Nobody else adds anything except privacy enhancements, so for a typical non privacy focused user the rest are either not that interesting or too small and niche to seem trustworthy.
I don't really want more browsers, what I'd really like to see is Chrome apps and extensions on Mobile, with more power.
With fine grained permissions of course, but still with enough permissions to change the UI, write sandboxed user visible files, and talk to other stuff on the LAN.
Tabs was such an obviously good idea all the browsers copied it in short order. Anything arc builds on top of chromium seems destined for the same fate once millions are using it.
If you want to change behavior you have to start with a clear mainstream user need, not building features for power users and hoping they trickle down.
How we use the web today, with the Chrome engine and skins as the user agent, seems like the last decade's local optimum. The community is increasingly iterating to the next leap, and I don't think the winning companies will be perplexity.ai, Anthropic 's compute API, meta's Ray-Bans, or some browser ChatGPT extension startup. There is a lot of room for new winners.

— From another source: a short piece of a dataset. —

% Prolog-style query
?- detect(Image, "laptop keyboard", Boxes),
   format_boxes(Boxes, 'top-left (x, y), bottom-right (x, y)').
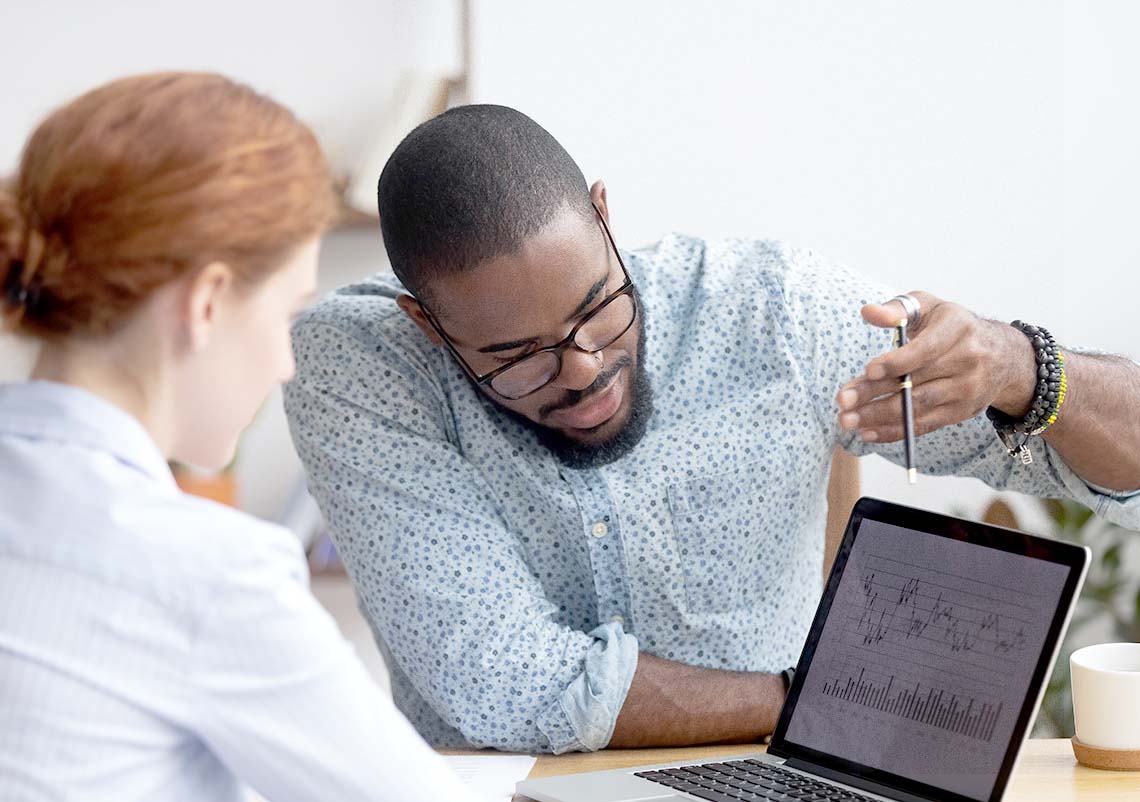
top-left (636, 760), bottom-right (874, 802)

I do agree with ZIRP comments saying this is NOT a matter like Zoom doing everything 10% better to be enough: browser teams need to be thinking 10X+ better on broad use. Brave tapped into the privacy & ads psyche, which is a leap for a large niche, but still not enough compared to some sort of more ambitious Jarvis etc rethink.
No one can know what the winning form factors will be without trying and finding out, so IMO, the next few years are a lot more interesting wrt UX then the last 10+!
Personally I've always wondered why the taskbar and toolbars didn't switch to the side once resolutions got to and especially beyond 1080p
Somehow tab management is the killer feature that will change browsers?